Phaeton! Now with 100% more ZOOM!

And so.. without actually explaining anything about my game I'm making an entry about the tools I am developing along with it... How totally moronic of me, but it's 2 AM and I have a crunch-filled work-day tomorrow - so, suck it up, all things will be explained in time.

Have you ever played a 2D Konami or Treasure game, like Contra Hard Corps or Gunstar Heroes and gawked in awe at those huge bosses that visibly consist of independently moving modules? I know I did, and still do whenever one of those modular monstrosities shows up in any game (except maybe for recent Castlevanias, where the modular bosses looked mighty cheep and sloppy). Phaeton is an editor I wrote to allow me to insert such creatures into my own game. It ended up being a rather complex animation program consisting of three stages - a module import stage, where you load a bitmap with all of your creature's body parts on it, a frame generation stage, where you arrange the imported modules into animation frames, and lastly - an animation stage, where you order the pre-created frames into animations. The editor then saves a file that describes the animation in an easy-to-parse text format, that combined with a module bitmap comprises all the ingredients needed for the creation of in-game modular beasties.

This is how Phaeton animation looks.

Tonight I have finally added a zoom in/out feature to all three stages of the editor. This addition was prompted by the fact that I am working on my netbook with a 10" screen for about 4 hours a day...

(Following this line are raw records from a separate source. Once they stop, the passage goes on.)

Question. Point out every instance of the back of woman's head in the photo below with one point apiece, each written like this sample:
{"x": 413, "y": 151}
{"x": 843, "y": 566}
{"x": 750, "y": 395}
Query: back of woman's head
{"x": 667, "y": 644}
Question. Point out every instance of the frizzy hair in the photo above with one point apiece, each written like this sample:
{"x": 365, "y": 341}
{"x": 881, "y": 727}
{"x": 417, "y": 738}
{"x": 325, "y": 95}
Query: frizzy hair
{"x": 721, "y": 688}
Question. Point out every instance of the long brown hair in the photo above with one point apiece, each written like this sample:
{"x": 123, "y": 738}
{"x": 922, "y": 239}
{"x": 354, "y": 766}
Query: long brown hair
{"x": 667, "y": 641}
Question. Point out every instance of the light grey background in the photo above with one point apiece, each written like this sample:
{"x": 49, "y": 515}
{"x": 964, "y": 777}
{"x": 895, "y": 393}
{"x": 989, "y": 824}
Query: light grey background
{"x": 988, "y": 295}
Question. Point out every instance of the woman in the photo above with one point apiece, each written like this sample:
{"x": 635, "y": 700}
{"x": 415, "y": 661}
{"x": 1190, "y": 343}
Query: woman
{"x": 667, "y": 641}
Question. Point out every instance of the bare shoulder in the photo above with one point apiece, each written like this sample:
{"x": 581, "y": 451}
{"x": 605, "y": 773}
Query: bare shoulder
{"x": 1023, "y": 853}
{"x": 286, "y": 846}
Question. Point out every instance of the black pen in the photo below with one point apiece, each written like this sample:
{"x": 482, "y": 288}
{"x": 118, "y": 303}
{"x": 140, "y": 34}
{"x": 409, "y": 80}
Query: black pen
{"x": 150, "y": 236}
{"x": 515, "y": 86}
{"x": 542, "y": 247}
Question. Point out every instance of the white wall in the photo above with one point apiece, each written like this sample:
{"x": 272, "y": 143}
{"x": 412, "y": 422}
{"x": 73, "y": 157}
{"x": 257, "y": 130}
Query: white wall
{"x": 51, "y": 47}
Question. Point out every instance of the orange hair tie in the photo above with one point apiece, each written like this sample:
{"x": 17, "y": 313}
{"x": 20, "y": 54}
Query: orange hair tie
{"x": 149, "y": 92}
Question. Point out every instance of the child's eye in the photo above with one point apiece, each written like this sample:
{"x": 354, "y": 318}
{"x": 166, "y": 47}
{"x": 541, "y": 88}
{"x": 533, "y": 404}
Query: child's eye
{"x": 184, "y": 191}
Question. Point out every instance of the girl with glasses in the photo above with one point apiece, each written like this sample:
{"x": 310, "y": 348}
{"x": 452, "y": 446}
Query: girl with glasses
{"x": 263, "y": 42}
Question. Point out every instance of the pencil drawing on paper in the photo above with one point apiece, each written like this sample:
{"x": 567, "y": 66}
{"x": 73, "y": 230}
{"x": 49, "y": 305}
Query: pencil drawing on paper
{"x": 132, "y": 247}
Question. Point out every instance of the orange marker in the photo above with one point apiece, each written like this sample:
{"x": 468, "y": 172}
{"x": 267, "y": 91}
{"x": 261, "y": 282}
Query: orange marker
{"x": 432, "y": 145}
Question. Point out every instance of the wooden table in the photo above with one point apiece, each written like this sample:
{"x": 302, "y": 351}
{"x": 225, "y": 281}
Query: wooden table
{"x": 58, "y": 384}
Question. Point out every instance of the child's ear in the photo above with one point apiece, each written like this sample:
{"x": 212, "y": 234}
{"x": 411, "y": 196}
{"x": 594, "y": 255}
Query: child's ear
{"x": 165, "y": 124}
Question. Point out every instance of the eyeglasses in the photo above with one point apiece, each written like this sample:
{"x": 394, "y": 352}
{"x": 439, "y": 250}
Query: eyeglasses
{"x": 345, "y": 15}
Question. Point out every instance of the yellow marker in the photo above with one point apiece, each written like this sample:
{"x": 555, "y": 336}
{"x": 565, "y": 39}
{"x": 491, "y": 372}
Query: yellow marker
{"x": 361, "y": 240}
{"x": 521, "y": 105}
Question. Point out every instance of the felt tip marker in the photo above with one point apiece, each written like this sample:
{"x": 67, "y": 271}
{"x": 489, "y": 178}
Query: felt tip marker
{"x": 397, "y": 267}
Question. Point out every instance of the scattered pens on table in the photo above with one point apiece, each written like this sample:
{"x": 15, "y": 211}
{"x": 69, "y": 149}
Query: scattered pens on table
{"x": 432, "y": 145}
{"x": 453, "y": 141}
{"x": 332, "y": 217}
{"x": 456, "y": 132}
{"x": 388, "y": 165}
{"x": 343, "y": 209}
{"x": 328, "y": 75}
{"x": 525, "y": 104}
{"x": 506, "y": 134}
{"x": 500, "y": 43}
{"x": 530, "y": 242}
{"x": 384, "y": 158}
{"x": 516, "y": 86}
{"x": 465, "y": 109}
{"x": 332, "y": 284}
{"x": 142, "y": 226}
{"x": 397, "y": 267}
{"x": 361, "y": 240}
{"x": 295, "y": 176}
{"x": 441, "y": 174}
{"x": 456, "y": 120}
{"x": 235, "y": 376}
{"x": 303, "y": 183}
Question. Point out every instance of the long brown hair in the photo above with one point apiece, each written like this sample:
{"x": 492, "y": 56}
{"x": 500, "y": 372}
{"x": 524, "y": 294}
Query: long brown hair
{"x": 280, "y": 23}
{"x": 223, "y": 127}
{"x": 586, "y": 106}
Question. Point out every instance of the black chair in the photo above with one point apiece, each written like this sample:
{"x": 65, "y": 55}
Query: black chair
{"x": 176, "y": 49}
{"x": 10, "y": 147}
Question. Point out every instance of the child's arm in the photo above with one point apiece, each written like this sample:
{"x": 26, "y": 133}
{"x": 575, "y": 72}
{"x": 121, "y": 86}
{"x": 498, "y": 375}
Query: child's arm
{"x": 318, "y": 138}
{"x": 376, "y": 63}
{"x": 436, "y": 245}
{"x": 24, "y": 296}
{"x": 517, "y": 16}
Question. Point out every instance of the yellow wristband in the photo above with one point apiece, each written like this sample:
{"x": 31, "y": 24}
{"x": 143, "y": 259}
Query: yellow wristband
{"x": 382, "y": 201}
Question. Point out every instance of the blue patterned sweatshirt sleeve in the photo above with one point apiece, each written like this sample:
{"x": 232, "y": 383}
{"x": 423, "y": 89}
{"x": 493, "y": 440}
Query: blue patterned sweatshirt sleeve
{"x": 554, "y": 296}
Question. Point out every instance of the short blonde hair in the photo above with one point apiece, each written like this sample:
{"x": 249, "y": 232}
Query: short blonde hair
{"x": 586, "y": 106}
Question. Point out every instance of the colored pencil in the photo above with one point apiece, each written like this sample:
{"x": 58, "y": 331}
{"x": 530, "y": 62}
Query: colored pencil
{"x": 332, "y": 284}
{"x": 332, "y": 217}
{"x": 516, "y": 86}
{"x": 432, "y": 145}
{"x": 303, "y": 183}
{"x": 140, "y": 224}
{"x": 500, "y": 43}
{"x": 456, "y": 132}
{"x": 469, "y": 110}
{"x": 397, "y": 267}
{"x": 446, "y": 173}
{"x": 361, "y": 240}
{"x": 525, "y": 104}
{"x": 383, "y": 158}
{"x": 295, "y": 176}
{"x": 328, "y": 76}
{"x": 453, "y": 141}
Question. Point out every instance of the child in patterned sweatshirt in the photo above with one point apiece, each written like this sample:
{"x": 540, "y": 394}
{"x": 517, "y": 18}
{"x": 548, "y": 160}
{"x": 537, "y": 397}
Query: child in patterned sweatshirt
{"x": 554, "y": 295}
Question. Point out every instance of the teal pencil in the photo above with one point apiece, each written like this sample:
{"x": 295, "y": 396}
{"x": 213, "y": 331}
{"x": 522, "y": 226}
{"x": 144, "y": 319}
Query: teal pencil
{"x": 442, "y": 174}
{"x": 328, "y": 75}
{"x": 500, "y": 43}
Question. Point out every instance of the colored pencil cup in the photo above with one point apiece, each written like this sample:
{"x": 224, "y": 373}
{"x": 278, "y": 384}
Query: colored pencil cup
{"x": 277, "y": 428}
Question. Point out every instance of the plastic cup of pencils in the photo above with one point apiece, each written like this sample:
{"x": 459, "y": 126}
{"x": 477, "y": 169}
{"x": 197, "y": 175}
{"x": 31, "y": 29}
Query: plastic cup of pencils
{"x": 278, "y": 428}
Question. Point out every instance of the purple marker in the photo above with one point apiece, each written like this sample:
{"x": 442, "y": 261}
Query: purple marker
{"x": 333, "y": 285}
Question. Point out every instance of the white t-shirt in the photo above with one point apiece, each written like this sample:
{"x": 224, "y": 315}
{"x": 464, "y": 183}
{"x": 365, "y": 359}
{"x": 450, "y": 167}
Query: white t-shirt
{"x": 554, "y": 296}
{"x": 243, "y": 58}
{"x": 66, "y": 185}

Oh, hell - since I have nobody to tell this...

I hate the idea of blogging - I really do, especially when it serves no real purpose other than attention-whoring. News-blogging - I can understand and relate to, but putting up what equates to your personal diary for all the world to see - it's douchy and pretentious... All that said - it's exactly what I'm doing now, despicable as it might be.

For a while now I have been making a game. "A while" in this case means almost a decade, and even longer if you count the 8-bit incarnations from my childhood. Now, before you say anything - it wasn't the same game all along, and the game has gone through at least 4 complete resets since its initial PC build back in 2001, but one element remains unchanged at its core - the protagonist, or more precisely the protagonist's name -Iya. Her age has changed over the years, currently hovering at about 12 years old. Her appearance went from a rather simplistic, poorly animated "chibi" figure, to what now is an almost properly proportioned and well-animated human child. Her personality and attitude also went all across the board from insipidly heroic, to sad, to bratty, to the current mix of determination and wonder, leaving any outside observer to conclude that I have absolutely no freaking idea of where the hell am I going with this. And that observer would've been right, or at least he would be up until the last reset of the project which happened three years ago - in 2006.

Now the game is finally shaping up, and though it is still far from completion, I want to keep a log of what is happening on the project - a log that can be read by anyone out there.